VRV/VRF part 2/Cooling type VRF/VRV

Cooling type VRF/VRV:

  • It is the simplest version of VRF.
  • It is designed for cooling purposes only.
  • It has the ability to cool more than one room as per the requirement of the rooms.
Block diagram of cooling type VRV/VRF:
Block diagram of cooling type VRF

  • In this system, multiple indoors are connected with single outdoor. But it is not necessary that indoors should be same. It can be different like floor mounted, ceiling mounted, cassette unit, etc.
  • It is also known as the two-pipe system because outdoor has two pipelines - one is the liquid line and another is the suction line.
  • The line in which liquid refrigerant flows from the condenser to evaporator, that line is known as a liquid line.
  • The line in which vapor refrigerant flows from the evaporator to compressor, that line is known as a suction line.
  • In this system, a separation tube and inverter compressors are used.
  1. A separation tube helps to joint more than one indoors in a single liquid line/suction line.
  2. While the inverter compressor controls its rpm as per load, hence power consumption is less.

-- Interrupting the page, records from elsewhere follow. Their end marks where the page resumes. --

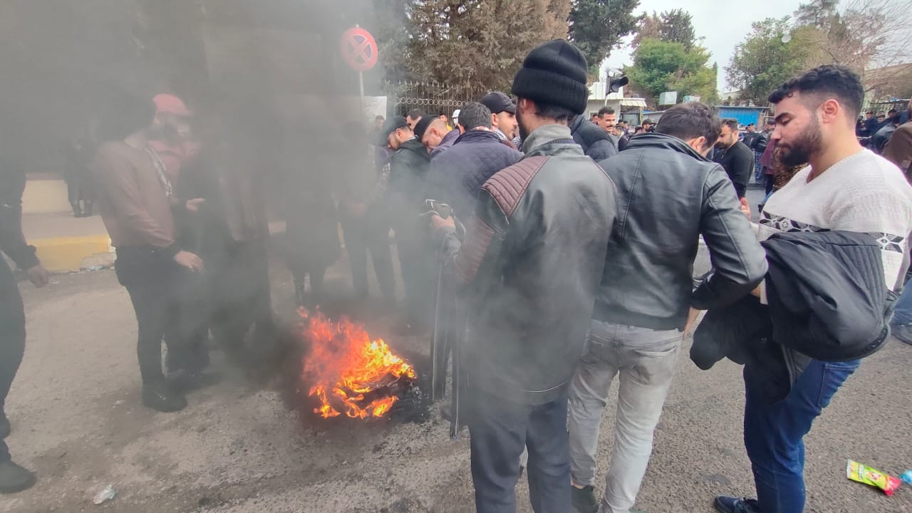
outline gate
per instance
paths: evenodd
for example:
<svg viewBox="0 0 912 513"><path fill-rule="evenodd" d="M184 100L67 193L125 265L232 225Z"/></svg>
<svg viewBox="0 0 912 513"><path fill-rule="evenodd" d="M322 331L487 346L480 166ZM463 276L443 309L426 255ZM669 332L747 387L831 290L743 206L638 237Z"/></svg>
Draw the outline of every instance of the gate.
<svg viewBox="0 0 912 513"><path fill-rule="evenodd" d="M426 114L446 114L452 117L453 110L469 101L478 101L487 92L483 88L467 85L430 82L399 82L391 87L393 97L391 115L405 116L409 110L418 109Z"/></svg>

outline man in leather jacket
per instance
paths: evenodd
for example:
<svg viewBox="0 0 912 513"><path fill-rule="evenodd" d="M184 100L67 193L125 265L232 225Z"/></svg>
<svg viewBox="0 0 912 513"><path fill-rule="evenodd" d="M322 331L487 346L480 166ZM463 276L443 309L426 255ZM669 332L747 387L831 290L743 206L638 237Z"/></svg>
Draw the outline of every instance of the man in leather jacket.
<svg viewBox="0 0 912 513"><path fill-rule="evenodd" d="M617 218L589 328L589 347L570 388L574 505L598 508L596 450L608 389L619 374L615 447L604 511L634 504L653 430L671 385L691 309L728 305L763 278L766 261L731 182L706 154L720 122L703 103L669 109L653 133L599 164L617 186ZM715 274L692 289L700 236Z"/></svg>
<svg viewBox="0 0 912 513"><path fill-rule="evenodd" d="M566 41L532 50L513 84L525 156L482 187L465 242L451 218L431 217L469 306L461 351L480 513L516 511L523 447L534 511L570 507L566 394L616 211L611 180L566 125L586 109L586 81Z"/></svg>

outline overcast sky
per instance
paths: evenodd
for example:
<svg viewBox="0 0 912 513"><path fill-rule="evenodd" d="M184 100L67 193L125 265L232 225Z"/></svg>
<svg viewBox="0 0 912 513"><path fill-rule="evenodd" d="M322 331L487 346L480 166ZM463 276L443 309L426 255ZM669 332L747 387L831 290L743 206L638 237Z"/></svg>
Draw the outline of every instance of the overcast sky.
<svg viewBox="0 0 912 513"><path fill-rule="evenodd" d="M805 0L806 1L806 0ZM728 90L725 85L725 67L734 53L735 45L741 43L751 31L751 24L767 17L791 16L798 8L800 0L741 0L735 2L701 2L699 0L640 0L635 11L661 13L671 9L684 9L693 16L693 29L697 37L703 37L702 45L709 48L713 61L719 63L719 90ZM621 68L633 64L629 40L620 49L612 50L606 64Z"/></svg>

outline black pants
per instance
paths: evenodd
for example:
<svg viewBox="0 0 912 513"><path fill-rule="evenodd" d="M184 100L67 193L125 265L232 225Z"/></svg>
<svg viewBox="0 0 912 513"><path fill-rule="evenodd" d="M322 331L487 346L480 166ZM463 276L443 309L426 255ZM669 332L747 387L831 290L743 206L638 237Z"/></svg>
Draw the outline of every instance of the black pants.
<svg viewBox="0 0 912 513"><path fill-rule="evenodd" d="M210 327L225 353L254 364L275 350L265 241L233 243L218 257L211 283ZM245 336L254 328L252 345Z"/></svg>
<svg viewBox="0 0 912 513"><path fill-rule="evenodd" d="M119 247L114 268L136 312L136 353L142 382L161 382L164 379L162 339L168 343L169 353L180 354L183 351L179 346L181 337L175 317L182 270L172 258L150 247Z"/></svg>
<svg viewBox="0 0 912 513"><path fill-rule="evenodd" d="M368 215L357 219L344 219L342 232L346 251L351 265L351 283L355 295L367 297L368 253L374 265L374 273L380 285L380 292L387 298L396 298L396 277L393 259L389 252L389 225L373 221Z"/></svg>
<svg viewBox="0 0 912 513"><path fill-rule="evenodd" d="M0 411L25 351L26 313L22 295L9 267L0 262ZM6 444L0 440L0 462L8 459Z"/></svg>
<svg viewBox="0 0 912 513"><path fill-rule="evenodd" d="M472 479L478 513L515 513L519 459L529 450L529 498L535 513L571 510L567 397L518 404L470 388Z"/></svg>

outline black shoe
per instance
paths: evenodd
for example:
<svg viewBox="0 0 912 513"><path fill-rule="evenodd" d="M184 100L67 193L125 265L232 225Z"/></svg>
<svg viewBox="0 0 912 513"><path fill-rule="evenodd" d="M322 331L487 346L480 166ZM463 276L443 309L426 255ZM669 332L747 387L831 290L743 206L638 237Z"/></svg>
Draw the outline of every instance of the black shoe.
<svg viewBox="0 0 912 513"><path fill-rule="evenodd" d="M182 371L168 378L168 383L172 390L181 393L192 392L208 386L212 386L222 381L218 372L203 372L202 371Z"/></svg>
<svg viewBox="0 0 912 513"><path fill-rule="evenodd" d="M890 324L890 332L897 340L912 345L912 324Z"/></svg>
<svg viewBox="0 0 912 513"><path fill-rule="evenodd" d="M761 513L760 505L755 498L719 496L712 501L712 505L720 513Z"/></svg>
<svg viewBox="0 0 912 513"><path fill-rule="evenodd" d="M35 474L12 461L0 462L0 494L15 494L27 490L35 484Z"/></svg>
<svg viewBox="0 0 912 513"><path fill-rule="evenodd" d="M9 419L6 418L6 414L0 410L0 440L9 436L10 432L13 431L13 426L9 424Z"/></svg>
<svg viewBox="0 0 912 513"><path fill-rule="evenodd" d="M180 412L187 407L187 398L161 382L142 385L142 403L159 412Z"/></svg>
<svg viewBox="0 0 912 513"><path fill-rule="evenodd" d="M573 498L573 508L579 513L596 513L598 511L598 497L596 497L594 487L577 488L570 486L570 497Z"/></svg>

Refrigeration cycle of Cooling type VRF/VRV:

Refrigeration cycle of cooling type VRF

Working:
Let's start with the compressor. It compresses the low-temperature vapor refrigerant which comes from the evaporator and converts into high-temperature vapor refrigerant. This high-temperature vapor refrigerant flows into the condenser and rejects the heat to the atmosphere, hence high-temperature vapor refrigerant gets converted into a hot liquid refrigerant. These hot liquid refrigerants first go to the first expansion valve. EEV will pass refrigerant to the evaporator as per load and the remaining refrigerant will flow to the next expansion valve. When hot liquid refrigerant pass-through expansion valve, it changes its property and converts into the low-temperature liquid refrigerant and flows to the evaporator. The evaporator absorbs heat from the room and converts into vapor refrigerant and flows to the compressor and the cycle continues.